Application 17/541,413 is a continuation of application No. 16/928,353, filed on Jul. 14, 2020, granted, now 11,210,760, issued on Dec. 28, 2021.
Application 16/928,353 is a continuation of application No. 16/197,783, filed on Nov. 21, 2018, granted, now 10,769,748, issued on Sep. 8, 2020.
Application 16/197,783 is a continuation of application No. 15/581,182, filed on Apr. 28, 2017, granted, now 10,186,011, issued on Jan. 22, 2019.
Prior Publication US 2023/0394616 A1, Dec. 7, 2023
Int.
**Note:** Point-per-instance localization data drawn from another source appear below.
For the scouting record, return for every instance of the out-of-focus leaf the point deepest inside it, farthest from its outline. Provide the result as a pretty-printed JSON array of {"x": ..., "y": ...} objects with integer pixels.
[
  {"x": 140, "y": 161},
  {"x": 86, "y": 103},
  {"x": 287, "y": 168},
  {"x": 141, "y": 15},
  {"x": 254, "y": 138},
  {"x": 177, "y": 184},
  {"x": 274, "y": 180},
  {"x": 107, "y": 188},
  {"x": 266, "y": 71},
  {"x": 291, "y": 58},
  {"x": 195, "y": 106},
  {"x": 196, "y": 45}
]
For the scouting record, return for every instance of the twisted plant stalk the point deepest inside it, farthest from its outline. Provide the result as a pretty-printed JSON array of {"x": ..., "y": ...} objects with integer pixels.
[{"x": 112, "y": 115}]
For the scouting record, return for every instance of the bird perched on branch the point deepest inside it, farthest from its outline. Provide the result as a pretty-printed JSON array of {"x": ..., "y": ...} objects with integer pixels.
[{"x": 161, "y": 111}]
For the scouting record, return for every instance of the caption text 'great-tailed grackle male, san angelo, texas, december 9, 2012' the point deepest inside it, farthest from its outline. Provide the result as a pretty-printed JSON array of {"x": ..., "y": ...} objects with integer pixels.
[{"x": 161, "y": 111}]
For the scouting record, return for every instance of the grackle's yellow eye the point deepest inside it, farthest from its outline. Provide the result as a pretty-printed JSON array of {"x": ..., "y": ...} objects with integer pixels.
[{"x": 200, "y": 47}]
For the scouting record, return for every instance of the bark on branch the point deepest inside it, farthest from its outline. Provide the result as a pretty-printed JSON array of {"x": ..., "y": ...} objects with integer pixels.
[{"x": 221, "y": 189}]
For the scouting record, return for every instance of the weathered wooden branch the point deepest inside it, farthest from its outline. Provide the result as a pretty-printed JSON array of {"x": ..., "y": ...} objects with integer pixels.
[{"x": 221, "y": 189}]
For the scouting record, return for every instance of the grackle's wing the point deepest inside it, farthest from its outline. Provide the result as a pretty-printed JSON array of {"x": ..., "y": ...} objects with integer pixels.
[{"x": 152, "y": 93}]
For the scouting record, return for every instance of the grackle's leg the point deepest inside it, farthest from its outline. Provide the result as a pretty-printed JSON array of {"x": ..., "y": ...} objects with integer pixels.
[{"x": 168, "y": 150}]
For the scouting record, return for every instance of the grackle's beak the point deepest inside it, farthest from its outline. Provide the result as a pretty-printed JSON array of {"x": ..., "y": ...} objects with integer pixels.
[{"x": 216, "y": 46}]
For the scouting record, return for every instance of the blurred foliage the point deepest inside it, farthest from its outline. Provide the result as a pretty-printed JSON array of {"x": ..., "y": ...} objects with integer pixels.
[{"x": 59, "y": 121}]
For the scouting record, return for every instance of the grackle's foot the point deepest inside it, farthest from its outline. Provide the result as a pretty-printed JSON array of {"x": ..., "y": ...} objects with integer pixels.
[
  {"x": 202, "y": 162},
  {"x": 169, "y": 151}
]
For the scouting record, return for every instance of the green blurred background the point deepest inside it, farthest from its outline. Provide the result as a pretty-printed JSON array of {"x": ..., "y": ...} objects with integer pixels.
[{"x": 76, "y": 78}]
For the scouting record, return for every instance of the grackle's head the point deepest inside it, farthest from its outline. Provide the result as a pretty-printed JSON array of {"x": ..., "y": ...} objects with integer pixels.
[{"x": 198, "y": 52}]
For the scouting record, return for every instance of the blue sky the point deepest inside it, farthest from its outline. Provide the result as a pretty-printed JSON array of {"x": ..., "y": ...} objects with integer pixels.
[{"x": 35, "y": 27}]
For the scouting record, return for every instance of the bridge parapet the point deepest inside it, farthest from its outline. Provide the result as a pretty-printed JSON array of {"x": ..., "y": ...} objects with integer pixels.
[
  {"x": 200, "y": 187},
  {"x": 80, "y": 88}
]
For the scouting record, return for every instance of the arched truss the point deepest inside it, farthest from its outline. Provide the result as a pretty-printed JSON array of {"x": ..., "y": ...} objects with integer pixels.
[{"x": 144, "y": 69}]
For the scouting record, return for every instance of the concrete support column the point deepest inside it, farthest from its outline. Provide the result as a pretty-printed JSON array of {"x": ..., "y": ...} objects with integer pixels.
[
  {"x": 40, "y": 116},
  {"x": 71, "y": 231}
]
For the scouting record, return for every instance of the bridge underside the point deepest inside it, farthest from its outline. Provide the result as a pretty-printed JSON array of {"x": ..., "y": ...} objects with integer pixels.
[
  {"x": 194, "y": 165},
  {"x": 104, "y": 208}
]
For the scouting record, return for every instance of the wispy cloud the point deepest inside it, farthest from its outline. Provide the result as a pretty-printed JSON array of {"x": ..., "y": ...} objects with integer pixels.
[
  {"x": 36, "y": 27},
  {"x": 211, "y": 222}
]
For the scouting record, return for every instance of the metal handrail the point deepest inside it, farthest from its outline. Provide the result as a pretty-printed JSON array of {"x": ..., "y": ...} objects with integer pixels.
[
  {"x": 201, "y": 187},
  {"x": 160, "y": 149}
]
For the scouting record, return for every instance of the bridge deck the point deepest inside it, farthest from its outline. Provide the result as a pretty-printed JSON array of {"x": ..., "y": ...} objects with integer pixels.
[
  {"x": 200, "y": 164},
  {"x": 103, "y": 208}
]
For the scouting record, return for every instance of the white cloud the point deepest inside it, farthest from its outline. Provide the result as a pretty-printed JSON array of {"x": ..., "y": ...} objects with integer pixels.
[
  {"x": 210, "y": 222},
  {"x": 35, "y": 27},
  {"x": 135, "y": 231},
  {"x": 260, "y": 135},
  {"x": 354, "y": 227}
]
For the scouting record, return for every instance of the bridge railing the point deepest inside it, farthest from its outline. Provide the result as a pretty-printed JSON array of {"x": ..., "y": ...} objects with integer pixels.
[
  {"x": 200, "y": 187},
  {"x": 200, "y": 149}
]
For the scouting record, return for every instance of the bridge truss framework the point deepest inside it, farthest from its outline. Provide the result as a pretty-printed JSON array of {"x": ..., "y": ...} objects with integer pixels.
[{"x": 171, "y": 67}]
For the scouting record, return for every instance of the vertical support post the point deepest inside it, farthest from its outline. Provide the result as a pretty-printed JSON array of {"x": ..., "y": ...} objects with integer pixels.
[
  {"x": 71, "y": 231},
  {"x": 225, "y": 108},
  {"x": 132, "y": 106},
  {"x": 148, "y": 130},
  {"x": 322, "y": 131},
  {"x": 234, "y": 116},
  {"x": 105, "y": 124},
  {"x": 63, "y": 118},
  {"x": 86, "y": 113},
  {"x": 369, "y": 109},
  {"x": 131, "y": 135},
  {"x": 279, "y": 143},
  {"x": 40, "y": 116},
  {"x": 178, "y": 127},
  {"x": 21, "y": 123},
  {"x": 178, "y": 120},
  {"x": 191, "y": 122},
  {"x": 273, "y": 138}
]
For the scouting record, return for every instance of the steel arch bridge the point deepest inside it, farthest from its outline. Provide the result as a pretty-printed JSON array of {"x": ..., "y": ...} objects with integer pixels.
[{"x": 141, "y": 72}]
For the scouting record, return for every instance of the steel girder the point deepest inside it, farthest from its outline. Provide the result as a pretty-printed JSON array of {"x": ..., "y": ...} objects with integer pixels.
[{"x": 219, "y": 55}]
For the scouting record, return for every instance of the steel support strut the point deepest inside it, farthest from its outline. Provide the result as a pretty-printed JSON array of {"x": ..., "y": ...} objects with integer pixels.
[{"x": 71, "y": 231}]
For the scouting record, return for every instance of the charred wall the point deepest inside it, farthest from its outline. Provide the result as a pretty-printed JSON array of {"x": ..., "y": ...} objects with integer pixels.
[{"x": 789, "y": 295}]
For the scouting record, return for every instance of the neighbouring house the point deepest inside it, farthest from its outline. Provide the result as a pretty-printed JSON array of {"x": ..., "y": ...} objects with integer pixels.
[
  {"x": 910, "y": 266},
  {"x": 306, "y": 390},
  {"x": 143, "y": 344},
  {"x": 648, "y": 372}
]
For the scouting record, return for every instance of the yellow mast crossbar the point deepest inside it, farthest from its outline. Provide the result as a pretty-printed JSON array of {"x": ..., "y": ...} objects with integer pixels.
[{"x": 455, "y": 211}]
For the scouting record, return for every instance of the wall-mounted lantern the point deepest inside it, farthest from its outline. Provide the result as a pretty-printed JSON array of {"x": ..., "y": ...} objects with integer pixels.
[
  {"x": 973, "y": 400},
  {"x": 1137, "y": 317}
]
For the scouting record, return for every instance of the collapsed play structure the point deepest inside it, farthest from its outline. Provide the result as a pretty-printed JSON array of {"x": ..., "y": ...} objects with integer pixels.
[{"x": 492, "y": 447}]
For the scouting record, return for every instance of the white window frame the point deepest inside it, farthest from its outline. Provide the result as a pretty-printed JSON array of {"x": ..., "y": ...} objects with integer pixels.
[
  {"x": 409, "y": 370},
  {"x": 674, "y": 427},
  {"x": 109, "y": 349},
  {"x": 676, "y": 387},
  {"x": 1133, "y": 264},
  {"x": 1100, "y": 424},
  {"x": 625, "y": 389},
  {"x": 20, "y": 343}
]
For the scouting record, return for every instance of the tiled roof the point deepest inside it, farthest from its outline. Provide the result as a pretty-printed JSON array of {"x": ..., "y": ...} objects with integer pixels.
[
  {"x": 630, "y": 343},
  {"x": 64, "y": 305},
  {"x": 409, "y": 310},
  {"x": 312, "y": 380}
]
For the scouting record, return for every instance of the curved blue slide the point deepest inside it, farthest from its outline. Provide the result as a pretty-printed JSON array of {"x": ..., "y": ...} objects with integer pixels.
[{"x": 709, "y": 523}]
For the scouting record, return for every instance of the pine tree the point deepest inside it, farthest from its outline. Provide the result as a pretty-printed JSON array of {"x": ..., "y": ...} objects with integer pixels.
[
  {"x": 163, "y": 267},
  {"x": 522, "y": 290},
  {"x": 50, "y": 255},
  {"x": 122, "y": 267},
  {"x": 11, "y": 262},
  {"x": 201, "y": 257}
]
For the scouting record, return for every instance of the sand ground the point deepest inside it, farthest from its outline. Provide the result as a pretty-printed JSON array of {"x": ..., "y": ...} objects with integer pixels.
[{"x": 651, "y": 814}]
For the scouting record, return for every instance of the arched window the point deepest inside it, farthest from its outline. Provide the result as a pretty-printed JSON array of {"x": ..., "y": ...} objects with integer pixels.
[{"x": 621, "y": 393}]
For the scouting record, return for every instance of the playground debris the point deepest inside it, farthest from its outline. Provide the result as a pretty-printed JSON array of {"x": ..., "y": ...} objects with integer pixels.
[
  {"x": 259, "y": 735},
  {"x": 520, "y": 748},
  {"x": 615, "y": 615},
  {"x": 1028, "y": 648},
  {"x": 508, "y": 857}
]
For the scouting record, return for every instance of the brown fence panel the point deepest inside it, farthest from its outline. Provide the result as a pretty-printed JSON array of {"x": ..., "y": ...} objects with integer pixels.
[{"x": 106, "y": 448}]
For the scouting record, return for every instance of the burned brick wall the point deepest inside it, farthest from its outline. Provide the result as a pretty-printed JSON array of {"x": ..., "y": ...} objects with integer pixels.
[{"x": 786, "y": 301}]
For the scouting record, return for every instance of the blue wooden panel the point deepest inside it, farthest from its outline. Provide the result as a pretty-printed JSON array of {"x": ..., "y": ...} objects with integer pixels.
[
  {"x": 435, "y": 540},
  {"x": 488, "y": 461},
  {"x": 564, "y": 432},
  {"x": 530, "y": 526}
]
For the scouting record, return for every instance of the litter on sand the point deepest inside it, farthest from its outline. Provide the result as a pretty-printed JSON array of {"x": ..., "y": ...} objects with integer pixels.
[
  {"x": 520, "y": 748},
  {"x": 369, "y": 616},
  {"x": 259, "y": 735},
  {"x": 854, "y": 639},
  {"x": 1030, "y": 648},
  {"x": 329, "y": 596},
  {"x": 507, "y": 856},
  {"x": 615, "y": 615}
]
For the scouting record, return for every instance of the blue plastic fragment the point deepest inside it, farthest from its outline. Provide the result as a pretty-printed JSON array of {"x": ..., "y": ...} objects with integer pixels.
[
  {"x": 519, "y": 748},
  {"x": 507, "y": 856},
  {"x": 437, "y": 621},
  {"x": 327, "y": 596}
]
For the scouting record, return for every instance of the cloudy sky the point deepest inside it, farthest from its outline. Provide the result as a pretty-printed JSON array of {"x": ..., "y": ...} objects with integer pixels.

Cl. G06T 1/20 (2006.01); G06F 9/30 (2018.01); G06F 9/38 (2018.01); G06N 3/04 (2023.01); G06N 3/044 (2023.01); G06N 3/045 (2023.01); G06N 3/063 (2023.01); G06N 3/08 (2023.01); G06N 3/084 (2023.01)

CPC G06T 1/20 (2013.01) [G06F 9/3001 (2013.01); G06F 9/3017 (2013.01); G06F 9/3851 (2013.01); G06F 9/3887 (2013.01); G06F 9/3895 (2013.01); G06N 3/04 (2013.01); G06N 3/044 (2023.01); G06N 3/045 (2023.01); G06N 3/063 (2013.01); G06N 3/08 (2013.01); G06N 3/084 (2013.01)]

20 Claims

1. A parallel processor comprising:

a hardware scheduler to schedule pipeline commands for compute operations to one or more of multiple types of compute units, wherein the multiple types of compute units include a first sparse compute unit configured for input at a first level of sparsity and a second sparse compute unit configured for input at a second level of sparsity that is greater than the first level of sparsity;

a plurality of processing resources coupled with the hardware scheduler, the plurality of processing resources including the first sparse compute unit; and

hybrid memory circuitry coupled with the plurality of processing resources, the hybrid memory circuitry including a memory controller, a memory interface, and the second sparse compute unit.